But no, Reed didn’t kill Johnson. He’s got an ironclad alibi and doesn’t seem to be the type anyway. His beef with Johnson was worth $10 million, but Wendy’s was worth her full trust and the fulfillment of a young dream. She was so devastated and enraged when she found out that her husband was lying to her about being the P.J. Moffat that she decided he had to be punished. “There is no greater betrayal than a lie in a marriage,” Castle says. Hm.
The truth-and-lies theme of the episode extends out to the B and C stories and touches two central relationships. Ryan tells Esposito early in the episode that money is tight with a second kid on the way; Espo suggests that they both sign up for the Sergeant’s exam to level up to a higher salary. After Ryan looks into it, he tells his partner that the next proctoring is full, but really he just claimed the last seat for himself.
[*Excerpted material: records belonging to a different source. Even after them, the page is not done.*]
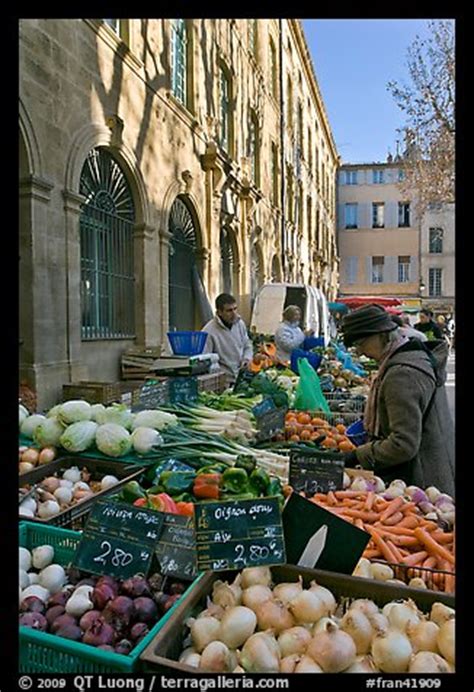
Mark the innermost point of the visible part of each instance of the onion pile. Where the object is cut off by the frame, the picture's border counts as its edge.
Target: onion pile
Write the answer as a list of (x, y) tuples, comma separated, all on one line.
[(254, 626), (114, 615)]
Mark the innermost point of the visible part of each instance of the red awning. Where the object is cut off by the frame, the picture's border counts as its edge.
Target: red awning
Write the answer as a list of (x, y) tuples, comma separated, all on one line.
[(358, 301)]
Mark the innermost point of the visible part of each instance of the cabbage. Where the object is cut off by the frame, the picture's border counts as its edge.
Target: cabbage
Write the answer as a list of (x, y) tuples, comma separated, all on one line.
[(74, 411), (53, 412), (30, 424), (47, 434), (79, 436), (96, 409), (144, 439), (118, 414), (113, 440), (24, 413), (159, 420)]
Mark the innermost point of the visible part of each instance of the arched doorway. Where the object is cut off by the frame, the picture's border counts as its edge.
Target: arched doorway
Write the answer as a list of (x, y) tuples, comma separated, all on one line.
[(107, 258), (182, 266)]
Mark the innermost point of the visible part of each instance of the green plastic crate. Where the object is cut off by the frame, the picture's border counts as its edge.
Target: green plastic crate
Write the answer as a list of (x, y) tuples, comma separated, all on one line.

There cannot and must not be a break-up of these two when Caskett is already estranged, so this betrayal is worrying. But bickering aside, Ryan and Esposito always have each other’s backs. Espo gets it in a way; Ryan has a family to support. But Ryan still makes up for his white lie by giving up the seat for his friend. In the end, Beckett throws her captain’s weight around to get them both slots. Team Best Friends is about to move up in the world, and they’re going to do it together.
Meanwhile, Beckett is still holding back her secret side project from Castle. Expect something to come to light around November sweeps, and not before. If all this talk about marital trust couldn’t shake her loose, she’s far too afraid of what the truth will do to Castle and his family to give it up just yet.